La jueza Emilia Ros concluyó la investigación sobre el fallecimiento de Blandón, ocurrido el 1 de agosto de 2020, y determinó que existen “indicios suficientes” para sentar en el banquillo a Pedro Manuel P. T. por varios delitos, incluido homicidio imprudente.
Según la resolución judicial, Blandón trabajaba sin contrato y no estaba dado de alta en la Seguridad Social. Fue abandonado en estado de inconsciencia y con paro cardiorrespiratorio en la entrada de un centro de salud en Lorca, Murcia. La jueza destaca que, pese a que el empresario notó que Blandón presentaba dificultades para respirar, palidez y tambaleos, no suspendió la jornada laboral.
El fallo reconstruye el fatídico día, resaltando las extremas condiciones de trabajo. Blandón inició su jornada a las 7:00 a.m., y a partir de las 10:00 ya mostraba signos de agotamiento. Aunque las temperaturas superaban los 40 grados, el empresario no detuvo las labores y permitió que el jornalero fuera trasladado a otra parcela para descargar un camión de sandías. Fue entonces cuando, según los informes, ocurrió el "accidente".

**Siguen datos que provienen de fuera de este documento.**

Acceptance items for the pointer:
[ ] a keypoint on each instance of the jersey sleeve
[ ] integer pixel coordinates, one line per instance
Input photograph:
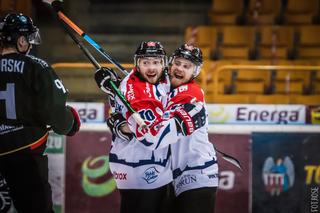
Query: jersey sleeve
(51, 100)
(163, 130)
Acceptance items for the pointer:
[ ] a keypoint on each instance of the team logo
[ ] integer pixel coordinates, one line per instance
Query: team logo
(150, 175)
(186, 180)
(278, 176)
(120, 175)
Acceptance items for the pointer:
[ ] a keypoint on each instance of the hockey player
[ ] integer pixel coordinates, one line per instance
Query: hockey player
(32, 98)
(142, 175)
(194, 161)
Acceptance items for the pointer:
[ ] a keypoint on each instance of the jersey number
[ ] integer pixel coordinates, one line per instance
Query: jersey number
(9, 99)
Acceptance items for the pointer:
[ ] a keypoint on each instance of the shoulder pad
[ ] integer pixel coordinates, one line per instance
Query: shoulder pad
(39, 61)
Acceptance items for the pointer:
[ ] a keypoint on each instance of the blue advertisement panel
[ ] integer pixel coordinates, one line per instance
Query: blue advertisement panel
(285, 172)
(234, 188)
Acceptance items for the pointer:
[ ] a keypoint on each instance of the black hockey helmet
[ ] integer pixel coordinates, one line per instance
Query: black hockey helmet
(14, 25)
(150, 49)
(191, 53)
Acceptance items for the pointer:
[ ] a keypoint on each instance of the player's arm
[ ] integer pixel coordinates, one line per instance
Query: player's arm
(51, 103)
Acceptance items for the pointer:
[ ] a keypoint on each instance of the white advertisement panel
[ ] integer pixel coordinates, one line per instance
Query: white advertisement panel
(256, 114)
(90, 112)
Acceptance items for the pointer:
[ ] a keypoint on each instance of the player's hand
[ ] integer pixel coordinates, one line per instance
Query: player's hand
(76, 122)
(116, 122)
(103, 77)
(190, 117)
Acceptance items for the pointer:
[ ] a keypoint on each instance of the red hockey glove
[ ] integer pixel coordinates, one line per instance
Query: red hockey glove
(115, 122)
(76, 122)
(189, 118)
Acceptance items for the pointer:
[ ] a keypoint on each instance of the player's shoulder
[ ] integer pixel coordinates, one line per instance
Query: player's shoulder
(38, 61)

La jueza vincula directamente el colapso de Blandón con el "gran esfuerzo físico" realizado bajo condiciones climáticas extremas. El trabajo no se ajustó a las altas temperaturas: no hubo periodos de aclimatación, ni sombra, ni agua fría. Alrededor de las 15:20, el empresario y otros empleados lo dejaron en la entrada del centro médico. El vigilante de seguridad relató que Blandón "se encontraba en muy mal estado e incluso regurgitaba sandía". Aunque fue atendido de inmediato, los médicos encontraron que tenía una temperatura corporal de 41 grados y no lograron reanimarlo. Ingresó sin vida al hospital.
Blandón había llegado a España solo unos meses antes de morir. Según sus familiares, huyó de Nicaragua tras recibir amenazas por participar en protestas contra el régimen de Daniel Ortega. Había solicitado asilo, pero la pandemia y la saturación del sistema lo dejaron en un limbo legal. Sin papeles, se vio obligado a trabajar en la clandestinidad para sostener a su esposa y cinco hijos.
Sus hermanos relataron las humillaciones que enfrentaba en el trabajo. "Aquí a uno lo humillan", dijo una de sus hermanas. "Le gritaban, le decían burro, que era lento… Él y sus compañeros lloraban como chiquitos de impotencia al volver del campo".
La jueza concluyó que el empresario “eludió cualquier vínculo” con Blandón al dejarlo en el centro de salud, lo que demuestra que era “consciente de las circunstancias en que se produjo el accidente y de su actuación negligente”.
La decisión de procesar a Pedro Manuel P. T. aún puede ser apelada. Sin embargo, el caso pone en evidencia la situación de vulnerabilidad que enfrentan los migrantes sin papeles en el campo español.